Nicolas Papernot, University of Toronto, Department of Electrical and Computer Engineering

Nicolas Papernot

University of Toronto, Department of Electrical and Computer Engineering

Microsoft lead collaborator: Azure Trustworthy Machine Learning + Microsoft Security Response Center (MSRC)

Towards Machine Learning Governance

The predictions of machine learning (ML) systems often appear fragile, with no hint as to the reasoning behind them—and may be dangerously wrong. This is unacceptable: society must be able to trust and hold to account ML. This proposal seeks to empower ML developers and engineers to develop and design ML systems that are secure and provide the tools that enable its users to manage security, legal, and regulatory standards.
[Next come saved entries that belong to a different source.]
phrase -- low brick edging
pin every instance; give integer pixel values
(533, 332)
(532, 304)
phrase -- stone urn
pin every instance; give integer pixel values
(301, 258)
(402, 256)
Our efforts achieve this through the development of machine learning governance. We focus our efforts around two attack vectors: (1) input manipulations at training and test time that target the ML system’s integrity and (2) model inversion and extraction that target the privacy of training data and the confidentiality of model architectural details. We propose to tackle the first attack vector through the development of robust model uncertainty estimates, the identification of coresets in ML, and the creation of computationally efficient influence metrics. We approach the second attack vector by focusing on the life of ML systems after they have been trained: we will pursue model watermarking, machine unlearning, and the identifiability of ML outputs.